The fix for GH-1039 introduced a performance regression as the calculation of the sub-packages escaped the SingletonSupplier and thus is now included in every hashCode() calculation. Took the chance to significantly revamp the sub-package calculation for nested packages. In other words, the entire sub-package arrangement for a package is calculated once with pre-computed intermediaries held instead of re-computing them per sub-package.
This is to make sure that marker types annotated with @PackageInfo are considered, too. Deprecate JavaPackage.getAnnotation(…) as it's not used anywhere anymore and we would like to consistently consider package info marker types when looking up package annotations.
Before this commit the code resubmitting incomplete event publications unregistered them independently of whether they succeeded or not. We now only do that for failed submissions as an error here indicates a failure to *submit* the publication. As the execution is likely performed asynchronously, a successful hand-off does not implicate the publication being completely processed.
The Structurizr Core library depended on by the documentation support artifact pulls in Commons Logging which conflicts with Spring Frameworks spring-jcl artifact. We now explicitly exclude the former to prevent warning logs at runtime.
We now create counters for each cross-module application event published. The counters can be customized through ModulithEventMetricsCustomizer beans registered in the ApplicationContext.
Refactored the packages to let ….modulith.observability become the API package and moved all implementation components into ….modulith.observability.support.
Introduce ApplicationModuleIdentifiers as abstraction for an ordered collection of application module identifiers.
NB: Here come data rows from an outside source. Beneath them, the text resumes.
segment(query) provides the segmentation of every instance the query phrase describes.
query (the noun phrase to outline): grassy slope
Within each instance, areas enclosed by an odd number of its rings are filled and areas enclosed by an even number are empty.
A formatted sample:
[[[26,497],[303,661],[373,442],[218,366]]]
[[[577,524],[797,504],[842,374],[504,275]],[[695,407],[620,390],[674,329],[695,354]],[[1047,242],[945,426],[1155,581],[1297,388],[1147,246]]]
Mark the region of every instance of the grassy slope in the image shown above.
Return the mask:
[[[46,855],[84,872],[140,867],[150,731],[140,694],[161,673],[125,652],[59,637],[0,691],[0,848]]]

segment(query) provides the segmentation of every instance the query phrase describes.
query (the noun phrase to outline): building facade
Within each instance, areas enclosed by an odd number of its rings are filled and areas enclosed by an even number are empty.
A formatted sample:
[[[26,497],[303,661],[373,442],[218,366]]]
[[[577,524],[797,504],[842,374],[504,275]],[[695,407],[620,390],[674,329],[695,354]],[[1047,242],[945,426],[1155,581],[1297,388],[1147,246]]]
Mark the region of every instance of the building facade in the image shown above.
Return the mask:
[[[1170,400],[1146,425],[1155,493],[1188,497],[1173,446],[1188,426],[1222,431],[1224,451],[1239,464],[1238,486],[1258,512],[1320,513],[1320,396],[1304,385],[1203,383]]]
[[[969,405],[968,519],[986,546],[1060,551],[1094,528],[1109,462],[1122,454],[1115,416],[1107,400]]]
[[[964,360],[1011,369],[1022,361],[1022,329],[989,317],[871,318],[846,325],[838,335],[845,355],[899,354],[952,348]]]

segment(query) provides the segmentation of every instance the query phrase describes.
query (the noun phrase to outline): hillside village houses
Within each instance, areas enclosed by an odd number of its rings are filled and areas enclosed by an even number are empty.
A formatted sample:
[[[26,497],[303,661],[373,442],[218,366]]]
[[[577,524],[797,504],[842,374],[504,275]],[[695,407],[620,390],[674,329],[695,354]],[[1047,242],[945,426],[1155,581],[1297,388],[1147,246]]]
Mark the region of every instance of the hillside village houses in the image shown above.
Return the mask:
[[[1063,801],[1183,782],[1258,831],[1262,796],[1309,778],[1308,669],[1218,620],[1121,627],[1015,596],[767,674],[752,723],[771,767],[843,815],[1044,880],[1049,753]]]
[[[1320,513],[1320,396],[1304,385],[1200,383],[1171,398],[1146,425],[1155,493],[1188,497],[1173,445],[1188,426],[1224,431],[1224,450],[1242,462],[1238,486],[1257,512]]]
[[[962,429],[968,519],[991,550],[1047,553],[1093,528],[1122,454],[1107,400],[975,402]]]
Introduced ApplicationModuleMetadata as abstraction for the generated metadata (usually located in META-INF/spring-modulith/application-modules.json) to expose the information we currently need to downstream infrastructure components. Migrated the components introduced to execute ApplicationModuleInitializers to AMA and adapt auto-configuration accordingly.
We now rather use an object identity comparison in TargetEventPublication.isAssociatedWith(…) instead of an ….equals(…) as that would return the wrong publication for identical events.
We now implement the topological sorting of application modules ourselves. Properly recalculate module order after ApplicationModules recreation with shared modules. Make iterator resilient against premature invocation by falling back to the unordered modules.
Cleanup of generated type ignorance.